Jack Straw looked acutely uncomfortable. He was standing in the doorway of his tall Victorian house in Islington’s Battledean Road, scruffy on the outside, plush inside. He was casually dressed in sandals and cords, saying he had hoped for a quiet evening. It was May 1976, and his visitors were Roger Courtiour and myself, both BBC journalists. He ushered us to his upstairs front room. We sat. He stood.
Mr Straw began by lying. ‘I know nothing of a missing file,’ he said.
Surely he knew of the missing DHSS file belonging to Norman Scott, the gay lover of Liberal leader Jeremy Thorpe? Mr Straw changed tack. ‘I cannot say anything because of the Official Secrets Act.’
Hang on, we said. We knew that Barbara Castle had spoken to him about this file a few days ago. At this point Mr Straw changed tune altogether. ‘Yes I know of a missing file,’ he said, and repeated that he was bound by the Official Secrets Act. Then why did he lie when we first arrived? Straw replied: ‘I am not compromised personally in this matter.’ Looking distraught, he promised to take advice and to contact us within two or three days. He never did.
So concluded our first, unsatisfactory attempt to get the truth out of a man who would go on to become the present Foreign Secretary. He was then a special adviser to Barbara Castle, social services secretary, and there is overwhelming evidence that he had used his position to investigate the records of a private citizen for what can only have been party political advantage.
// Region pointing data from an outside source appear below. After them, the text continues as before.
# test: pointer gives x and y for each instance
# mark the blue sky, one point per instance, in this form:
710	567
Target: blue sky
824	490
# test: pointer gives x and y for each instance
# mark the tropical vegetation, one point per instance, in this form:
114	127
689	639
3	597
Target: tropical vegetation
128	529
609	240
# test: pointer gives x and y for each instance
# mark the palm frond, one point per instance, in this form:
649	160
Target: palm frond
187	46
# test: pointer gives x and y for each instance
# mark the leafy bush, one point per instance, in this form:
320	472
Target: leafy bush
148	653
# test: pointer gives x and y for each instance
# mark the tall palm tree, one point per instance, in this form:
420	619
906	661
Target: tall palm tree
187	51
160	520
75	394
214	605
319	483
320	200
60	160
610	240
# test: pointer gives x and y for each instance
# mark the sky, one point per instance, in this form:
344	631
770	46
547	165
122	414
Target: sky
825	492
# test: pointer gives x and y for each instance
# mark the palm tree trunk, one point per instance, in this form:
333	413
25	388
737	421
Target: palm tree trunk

He had been looking into the affairs of Norman Scott because in January that year, in a Barnstaple courtroom, the male model announced the curious fact that his National Insurance stamp had been paid by his employer, Jeremy Thorpe.
Thorpe had been his gay lover, said Scott, and had tried to have him murdered (though the hitman, you will recall, succeeded only in killing the Great Dane, Rinka).